Move over drugs and alcohol, there's a new addiction in town
If you're starting to wonder whether the brain hack that is the modern subscription box might actually mess some people up, it does. According to Psychology Today, some informal polling has suggested that the average subscription box consumer subscribes to not just one box, but somewhere between seven and 15 boxes a month. Even at the lowest price point — $10 for each box — that's a total monthly investment of $70 to $150, or $840 to a whopping $1,800 a year. But most boxes are more expensive than $10 (some are as much as $150 a month), so that's a pretty conservative estimate.
That's not even as bad as it gets — those with the worst subscription addictions admit to receiving 40 boxes or more, so they never have to suffer the horror of a day without a subscription box. Except Sundays, which they will generally spend watching Netflix with a pint of Ben and Jerry's.
So subscription boxes, much like gambling, can be an addiction, but it's okay. You can subscribe to a subscription box that's designed to support you through your addiction recovery, so there's hope. Sort of.

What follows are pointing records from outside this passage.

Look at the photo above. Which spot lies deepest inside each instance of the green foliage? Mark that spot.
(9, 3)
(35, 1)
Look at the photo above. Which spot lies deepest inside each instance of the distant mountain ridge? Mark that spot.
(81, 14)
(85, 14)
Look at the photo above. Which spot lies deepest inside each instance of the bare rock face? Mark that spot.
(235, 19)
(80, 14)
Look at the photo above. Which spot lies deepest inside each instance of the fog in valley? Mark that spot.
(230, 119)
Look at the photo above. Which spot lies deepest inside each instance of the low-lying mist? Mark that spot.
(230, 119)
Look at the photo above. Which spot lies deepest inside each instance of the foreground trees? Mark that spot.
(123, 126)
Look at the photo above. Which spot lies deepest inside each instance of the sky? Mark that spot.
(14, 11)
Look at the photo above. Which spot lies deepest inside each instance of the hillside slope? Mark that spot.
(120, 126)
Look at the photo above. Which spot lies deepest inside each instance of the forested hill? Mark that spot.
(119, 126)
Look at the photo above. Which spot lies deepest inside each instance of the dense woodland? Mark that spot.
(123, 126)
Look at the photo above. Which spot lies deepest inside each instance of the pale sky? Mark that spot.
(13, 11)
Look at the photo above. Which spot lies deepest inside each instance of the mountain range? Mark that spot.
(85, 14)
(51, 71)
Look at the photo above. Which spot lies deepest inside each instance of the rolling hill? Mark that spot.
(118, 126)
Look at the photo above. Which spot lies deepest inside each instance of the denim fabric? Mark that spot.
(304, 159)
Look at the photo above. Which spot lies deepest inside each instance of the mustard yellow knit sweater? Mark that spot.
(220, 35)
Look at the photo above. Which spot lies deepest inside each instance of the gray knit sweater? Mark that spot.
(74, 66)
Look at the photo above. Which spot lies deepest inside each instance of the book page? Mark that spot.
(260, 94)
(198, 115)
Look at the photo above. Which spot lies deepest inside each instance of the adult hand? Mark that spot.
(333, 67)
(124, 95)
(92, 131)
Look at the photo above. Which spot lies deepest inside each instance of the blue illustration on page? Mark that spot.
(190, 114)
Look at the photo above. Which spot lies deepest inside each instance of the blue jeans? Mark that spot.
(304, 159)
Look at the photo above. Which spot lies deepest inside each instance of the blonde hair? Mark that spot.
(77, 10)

Surprise, some subscription boxes are really dumb
It's not all clothes and makeup and gluten-free snacks — you've probably heard people say that there's a subscription box for everything, and that's not very far from the truth. History buffs who have always wished someone would send reproductions of boring historical documents directly to their mailboxes can subscribe to "Letters from Dead People" for just $12.99 a month. Or, for those who prefer dead things that consist of actual organic matter, Skulls Unlimited promises to send a monthly box full of "skulls, teeth, baculum, claws, and other osteological items" for just $25 a month. For parents whose kids haven't yet totally destroyed the carpet with the homemade slime recipes they found on YouTube, $30 a month will buy a subscription to the Slime Box Club. Maybe that's one that kids sign up for using their parents' credit cards, or maybe it's aimed at people who already live in dirty houses.
No matter how sustainable that box is, it's totally not sustainable
If you're still not unsold on the idea of monthly subscription boxes, here's another thought. Some subscription boxes offer green, sustainable items, organic snacks, and other "natural" products that help consumers feel like they're making responsible choices. But buying those items via monthly subscription box is the opposite of green. UPS may have a "rolling laboratory" of 9,300 fuel-efficient vehicles, but that still leaves 109,700 gas-guzzling monsters that cover a lot of miles every day to deliver monthly boxes of makeup, slime, grass clippings from celebrity yards, or whatever other weird thing makes customers want to drop $24.99 a month.
According to DealNews, some subscription services do package their goods in recycled cardboard, but that's a small piece of the sustainability puzzle — plastic tubes, plastic wrap, that glossy discount card that promises a kickback if you'll only just irritate enough of your friends and family to get one of them to also sign up — those items are less sustainable, and even the items that are 100 percent recyclable actually have to be, you know, recycled for any of that to really matter. So really, what's happening is an increase in waste and air pollution in exchange for that 30-second high that consumers are looking for the moment they open up that box. Is it really worth it? Yeah, what the heck. Who needs Planet Earth when we can have a box of organic makeup instead?